Não! Ó, deuses, não! Ele lhe oferece uma xícara de gengibre
quente com água! “Gengibre? É cheiro de gengibre?”, perguntou
Stubb, desconfiado, aproximando-se. “Sim, deve ser gengibre”,
espiando a ainda intocada xícara. Depois, parado por uns instantes
como se não acreditasse, seguiu calmamente na direção do camareiro
estupefato dizendo-lhe pausadamente:
“Gengibre?
Gengibre? Quer ter a bondade de me explicar, senhor Dough-Boy, de que
serve o gengibre? Gengibre! Seria o gengibre uma espécie de
combustível que se usa, Dough-Boy, para acender o fogo desse canibal
trêmulo? Gengibre! – Que diabos vem a ser o gengibre? – Carvão
do mar? – Lenha? – Fósforos de Lúcifer? – Isca? – Pólvora?

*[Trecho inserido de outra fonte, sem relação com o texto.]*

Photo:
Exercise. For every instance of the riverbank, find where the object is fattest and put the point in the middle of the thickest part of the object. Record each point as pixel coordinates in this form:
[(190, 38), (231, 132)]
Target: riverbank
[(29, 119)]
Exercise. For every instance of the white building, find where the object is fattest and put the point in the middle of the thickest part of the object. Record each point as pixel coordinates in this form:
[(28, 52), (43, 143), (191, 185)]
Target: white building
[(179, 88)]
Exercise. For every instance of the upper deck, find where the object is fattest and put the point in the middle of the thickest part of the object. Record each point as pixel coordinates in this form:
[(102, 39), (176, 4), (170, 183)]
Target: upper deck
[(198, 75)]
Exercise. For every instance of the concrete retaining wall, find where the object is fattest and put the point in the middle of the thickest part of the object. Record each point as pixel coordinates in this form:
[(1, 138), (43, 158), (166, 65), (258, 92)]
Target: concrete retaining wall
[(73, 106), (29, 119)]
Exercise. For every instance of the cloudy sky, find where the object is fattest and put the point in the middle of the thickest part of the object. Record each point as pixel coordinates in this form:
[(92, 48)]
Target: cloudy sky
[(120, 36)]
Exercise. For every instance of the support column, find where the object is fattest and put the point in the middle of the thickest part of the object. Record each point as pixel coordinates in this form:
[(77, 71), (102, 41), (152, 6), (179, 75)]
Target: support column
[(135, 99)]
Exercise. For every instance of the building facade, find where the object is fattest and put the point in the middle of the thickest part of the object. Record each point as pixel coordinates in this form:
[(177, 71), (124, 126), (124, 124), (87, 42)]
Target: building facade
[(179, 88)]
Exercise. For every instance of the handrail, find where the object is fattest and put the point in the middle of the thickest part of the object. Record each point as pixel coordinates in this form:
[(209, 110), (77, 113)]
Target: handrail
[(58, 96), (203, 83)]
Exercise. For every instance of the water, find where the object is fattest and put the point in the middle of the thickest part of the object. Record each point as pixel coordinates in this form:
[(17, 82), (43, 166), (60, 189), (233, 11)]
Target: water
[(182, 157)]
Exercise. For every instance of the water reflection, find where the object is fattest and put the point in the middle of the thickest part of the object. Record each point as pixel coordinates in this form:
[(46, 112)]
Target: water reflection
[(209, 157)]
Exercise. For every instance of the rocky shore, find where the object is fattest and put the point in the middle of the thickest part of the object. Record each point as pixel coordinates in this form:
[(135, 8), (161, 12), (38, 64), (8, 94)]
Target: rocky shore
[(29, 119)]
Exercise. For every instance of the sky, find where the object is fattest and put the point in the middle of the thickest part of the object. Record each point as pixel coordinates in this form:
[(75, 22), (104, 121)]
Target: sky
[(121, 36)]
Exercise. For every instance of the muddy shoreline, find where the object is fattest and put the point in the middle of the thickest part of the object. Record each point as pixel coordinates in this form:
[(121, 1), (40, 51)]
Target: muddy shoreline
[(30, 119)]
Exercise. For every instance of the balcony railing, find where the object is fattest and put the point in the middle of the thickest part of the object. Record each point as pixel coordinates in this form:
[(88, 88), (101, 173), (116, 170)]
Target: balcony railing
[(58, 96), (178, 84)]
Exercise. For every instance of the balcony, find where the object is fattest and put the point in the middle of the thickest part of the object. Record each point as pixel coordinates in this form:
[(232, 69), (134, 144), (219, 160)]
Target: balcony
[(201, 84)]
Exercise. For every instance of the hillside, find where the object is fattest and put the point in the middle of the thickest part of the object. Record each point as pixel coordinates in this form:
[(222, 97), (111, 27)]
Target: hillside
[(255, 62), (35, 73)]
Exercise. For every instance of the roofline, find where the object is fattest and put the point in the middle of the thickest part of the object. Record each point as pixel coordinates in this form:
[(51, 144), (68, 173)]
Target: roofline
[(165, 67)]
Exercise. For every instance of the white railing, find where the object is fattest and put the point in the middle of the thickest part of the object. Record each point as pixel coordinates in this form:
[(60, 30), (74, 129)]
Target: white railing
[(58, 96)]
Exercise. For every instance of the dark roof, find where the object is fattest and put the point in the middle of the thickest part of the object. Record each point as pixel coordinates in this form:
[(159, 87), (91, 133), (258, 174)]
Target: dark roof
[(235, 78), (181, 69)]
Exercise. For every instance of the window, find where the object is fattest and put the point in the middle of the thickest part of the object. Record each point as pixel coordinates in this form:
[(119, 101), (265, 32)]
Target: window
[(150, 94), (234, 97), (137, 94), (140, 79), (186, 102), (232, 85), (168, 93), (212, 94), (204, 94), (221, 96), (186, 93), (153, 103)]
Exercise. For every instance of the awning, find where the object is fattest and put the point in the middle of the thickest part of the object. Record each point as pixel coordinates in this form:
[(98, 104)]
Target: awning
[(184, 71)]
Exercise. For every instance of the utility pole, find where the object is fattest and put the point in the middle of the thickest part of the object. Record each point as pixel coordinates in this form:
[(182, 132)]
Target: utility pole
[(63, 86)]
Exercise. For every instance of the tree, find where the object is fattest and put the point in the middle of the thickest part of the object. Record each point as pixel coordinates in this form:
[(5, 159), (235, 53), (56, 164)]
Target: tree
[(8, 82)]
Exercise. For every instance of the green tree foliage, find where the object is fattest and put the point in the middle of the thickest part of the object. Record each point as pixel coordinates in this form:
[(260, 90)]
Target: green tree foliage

– O que vem a ser esse gengibre, repito, que você oferece a este
nosso coitado Queequeg?”.
“Há
um movimento dissimulado da Sociedade da Abstinência nisso”,
acrescentou de repente, aproximando-se de Starbuck, que acabava de
chegar da proa. “O senhor poderia dar uma olhada nesta kannakin;
por favor, sinta o cheiro.” Depois, observando a expressão do
oficial, acrescentou: “Senhor Starbuck, o camareiro teve o
desplante de oferecer calomelano com jalapa ao Queequeg, aqui, neste
instante saído da baleia. Seria o camareiro um boticário, senhor?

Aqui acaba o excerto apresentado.